Oh god. Where to start. I suspect Promit is actually in the middle of replying to this, but it might take a few months to cover the basic problems, and then maybe another year or two if he's going into detail. To begin with it's worth understanding that there is not much 'right' about OSG anymore. (And I do literally mean that!).

OSG started a long long time ago, in a land before the time of shaders, when a 100Mhz Pentium 1 was king. Architecturally, everything in it is geared towards that level of hardware. i.e. No SIMD, No Shaders, No dynamic objects, Everything is rendered as display lists, limited texture support, forget about fancy effects etc etc.

It makes a couple of really nasty assumptions, mainly:

a) glBegin/glEnd and display lists are awesome ideas.
b) Computers are too slow to handle dynamic geometry (eg skinning). Static geometry for the win!

As such it's nigh on impossible to get it to support skinning or other geometry deformations, or rendering via shaders, geometry shaders, infact anything you will want to use in future. Some people have hacked in skinning, but it's some of the worst coding I've ever seen (not to mention extremely sub-optiomal)

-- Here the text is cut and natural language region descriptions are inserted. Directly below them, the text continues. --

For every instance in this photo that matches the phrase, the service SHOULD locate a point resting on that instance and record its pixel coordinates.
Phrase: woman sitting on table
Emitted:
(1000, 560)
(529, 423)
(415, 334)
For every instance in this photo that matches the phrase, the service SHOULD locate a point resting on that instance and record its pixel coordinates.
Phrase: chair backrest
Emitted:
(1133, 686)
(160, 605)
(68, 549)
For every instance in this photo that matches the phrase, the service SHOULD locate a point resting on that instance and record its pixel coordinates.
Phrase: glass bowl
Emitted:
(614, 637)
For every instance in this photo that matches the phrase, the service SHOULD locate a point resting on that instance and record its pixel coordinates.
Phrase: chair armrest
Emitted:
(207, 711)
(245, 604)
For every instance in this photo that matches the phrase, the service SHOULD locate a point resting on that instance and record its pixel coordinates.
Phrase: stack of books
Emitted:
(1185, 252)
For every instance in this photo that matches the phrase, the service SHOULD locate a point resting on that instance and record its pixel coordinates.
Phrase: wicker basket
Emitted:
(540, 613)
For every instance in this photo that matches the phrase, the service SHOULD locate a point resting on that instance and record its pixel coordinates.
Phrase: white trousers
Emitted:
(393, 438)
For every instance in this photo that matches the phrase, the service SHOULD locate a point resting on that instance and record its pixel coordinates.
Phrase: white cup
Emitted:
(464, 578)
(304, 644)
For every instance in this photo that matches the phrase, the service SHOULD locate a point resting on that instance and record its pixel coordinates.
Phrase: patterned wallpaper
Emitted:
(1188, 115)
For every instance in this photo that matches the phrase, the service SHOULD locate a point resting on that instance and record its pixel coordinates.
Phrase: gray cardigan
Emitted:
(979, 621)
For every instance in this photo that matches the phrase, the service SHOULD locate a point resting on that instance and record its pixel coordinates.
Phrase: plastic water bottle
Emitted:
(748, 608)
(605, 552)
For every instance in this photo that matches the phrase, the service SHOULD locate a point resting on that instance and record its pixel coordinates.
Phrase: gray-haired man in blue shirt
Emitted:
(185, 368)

Fast forward a decade or so. Over that time every man and his dog has 'improved OSG with awesome new features', such as (half arsed) support for every file format on the planet, and god knows what. Compile times are monumental, linking times are even worse, and the lib itself isn't really that good enough to warrant bothering to compile it.

The real killer though, is that if you have an extremely complex static scene, you'd be better off simply dumping all the data into a single VertexBuffer and rendering. You'll get a better framerate with that than you would with OSG.
Interesting. So are there any viable alternatives? Apart from just rolling my own graphics engine? Any decent libraries that shield me from all that low-level stuff?
Ogre 3d has already been mentioned in the thread, its probably the most complete open source, free rendering engine, though everything else (I/O, sound, physics,etc) you'll have to incorporate on your own.
Current project at work uses JupiterEX (FEAR) engine. Moving to CryEngine on the next project. I haven't written much pure DirectX or OpenGL since I graduated college. I am using XNA for a commercial side project though. XNA is somewhere between pure DirectX and full game engine middleware.

As a few have mentioned above, most companies in the commercial gaming/sim world just want to build the product and ship it. They don't want to have to muck around with low level graphics/hardware stuff. Thus they license engines from other companies who specialize in the low level graphics/hardware stuff.